Amor, traições e arte: a tumultuada parceria de Frida Kahlo e Diego Rivera
O muralista Diego Rivera foi o grande amor de Frida. Casaram-se quando ela tinha 21 anos de idade e ele 41. Estabeleceram uma parceria que durou até a morte dela, em 1954. No entanto, o relacionamento foi marcado por muitas tensões e traições.
Rivera chegou a ter filhos com uma irmã de Frida. Ela, por sua vez, também teve amantes, sendo um deles o revolucionário comunista russo Leon Trotsky. Na pintura “Memória (O coração)” (1937), Frida retrata a traição de Diego com sua irmã.
Vários quadros da artista abordam os altos e baixos da relação entre o casal. “Frida e Diego Rivera (1931), por exemplo, é um registro do casal feito dois anos após se casarem. E “Diego e Frida 1929-1944” (1944) celebra os 15 anos do casamento.
Já o “Autorretrato com cabelo cortado” (1940) é uma provocação de Frida após um rompimento com Rivera, que gostava das tranças da esposa.
O que podemos aprender com Frida?
Para pintar seus autorretratos no período em que estava acamada, Frida usava um espelho. Seu primeiro quadro foi o “Autorretrato em vestido de veludo” (1926), com o qual presenteou seu então namorado Alejandro Gómez Arias.
As referências autobiográficas são constantes em sua obra, como na pintura “Duas Fridas” (1939). Ela se autorrepresenta duplamente, fazendo menção à sua ascendência europeia e indígena.
A expressão do seu sofrimento, tanto físico como psicológico, foi uma constante nas suas pinturas. A tristeza por não ter sido mãe, após sofrer abortos, pode ser sentida na tela “Hospital Henry Ford” (1932).
Não à toa, a vida e a obra de Frida se entrelaçam, ao ponto de não se distinguirem.
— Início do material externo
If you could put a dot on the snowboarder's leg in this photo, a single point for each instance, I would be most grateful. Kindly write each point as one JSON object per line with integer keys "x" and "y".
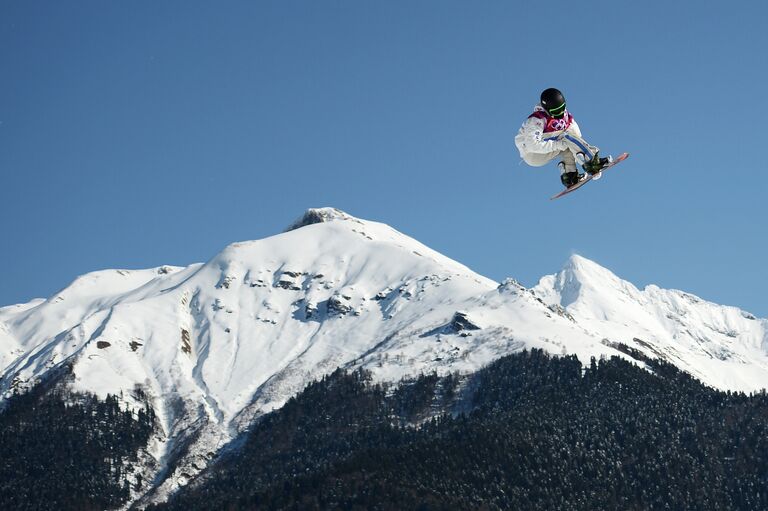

O eterno ciclo de sofrimento e superação era tema mas também razão para a sua arte, que vinha como uma ferramenta de elaboração de todas as questões que a atravessavam.
Em cada uma de suas telas conviviam paixões, dores e perseverança. Cada trabalho pontuava um momento e reforçava a sua energia motriz que a permitia seguir em frente.
Todo artista, ao transmitir suas emoções através de uma obra, cria uma conexão forte consigo mesmo e também com o espectador, que vê verdade ali, e se reconhece de alguma forma no contexto da representação.
E esse é um grande legado da obra de Frida, a coragem de expor suas fragilidades e criar vínculos.
Ela dizia não ser surrealista, pois não pintava os seus sonhos, apenas a própria realidade. Porém, em suas imagens, resgatam-se conteúdos doloridos que vêm do seu inconsciente. E não é tarefa simples encarar e expor os seus traumas.
Por que a Frida é símbolo do feminismo?
Questões de identidade, gênero, classe e raça permearam a vida de Frida e as suas pinturas. Apesar de ela mesma não se intitular feminista, acabou tendo a sua imagem adotada pelo movimento feminista, como símbolo da força e da superação da mulher.
Ao expor seus sentimentos mais íntimos e suas dores físicas e emocionais, criou uma forte identificação com todas as mulheres que também passam e passaram por dificuldades semelhantes, mas não esmoreceram.
Da mesma forma, ao impor a sua aparência única e cheia de personalidade, que por si tornou-se um ícone da cultura pop, deu o recado ao mundo de que cada uma deve encontrar a sua forma de expressão, a sua estética e a sua beleza.